IMPORTANT AND RARE EGYPTIAN PORTICO CLOCK
in patinated and gilded bronze, with six columns resting on a rectangular base supported by four small runners. Richly ornamented with various ormolu figures, seated naophore, bulls, canopic vase, Horus falcons, winged disk and criocephalus capitals. The whole appears to be inspired by the Isiac table from Turin.
Enamel dial signed "Bailly à Paris".
(Accident to the enamel)
Height: 63 cm - Width: 35 cm - Depth: 15 cm
Biography :
Jean François BAILLY, watchmaker in Paris (1807)

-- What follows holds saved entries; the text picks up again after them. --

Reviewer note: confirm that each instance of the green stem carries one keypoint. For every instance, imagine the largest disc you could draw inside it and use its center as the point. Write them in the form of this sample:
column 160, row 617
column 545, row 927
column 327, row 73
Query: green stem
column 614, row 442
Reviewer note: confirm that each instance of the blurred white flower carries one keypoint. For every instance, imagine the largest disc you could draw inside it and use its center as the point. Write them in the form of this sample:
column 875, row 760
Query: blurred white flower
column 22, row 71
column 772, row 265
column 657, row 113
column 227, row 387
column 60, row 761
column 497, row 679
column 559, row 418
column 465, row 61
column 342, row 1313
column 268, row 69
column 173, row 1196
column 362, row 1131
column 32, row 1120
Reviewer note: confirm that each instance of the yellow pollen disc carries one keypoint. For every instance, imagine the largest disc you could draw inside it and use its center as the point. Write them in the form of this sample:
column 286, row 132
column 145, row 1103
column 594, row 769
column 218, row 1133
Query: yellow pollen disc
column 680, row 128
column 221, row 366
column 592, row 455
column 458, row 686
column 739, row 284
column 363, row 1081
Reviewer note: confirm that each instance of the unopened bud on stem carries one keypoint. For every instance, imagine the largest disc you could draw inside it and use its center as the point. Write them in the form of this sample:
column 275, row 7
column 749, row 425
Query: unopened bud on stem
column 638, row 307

Born into an important dynasty of watchmakers active in the second half of the 18th century, he had to train in the family workshop and set up shop on rue de la Loi (now rue de Richelieu) in the early years of the 19th century. He quickly distinguished himself for the quality of his creations and became "Watchmaker to LL. MM. II. et RR. (Watchmaker to Their Imperial and Royal Majesties), working for Emperor Napoleon. He delivered numerous clocks for the Imperial Garde-Meuble, and obtained the privilege of maintaining the clocks in some of the Emperor's palaces and châteaux. He retired from business a few years after the fall of Napoleon.
Related work :
Musée national du palais de Compiègne, portico clock by Bailly Paris, 1807, marble and bronze, height 62 cm ([1894 A] C.654C).
Bibliography :
TARDY, Dictionnaire des horlogers parisiens, Paris, 1971, p.24.
Thomas HOPE, Household Furniture and Interior Decoration, executed from designs by Thomas Hope, London, 180, pl. VII and XIII. See Egyptomania, op. cit. n° 102, p. 192.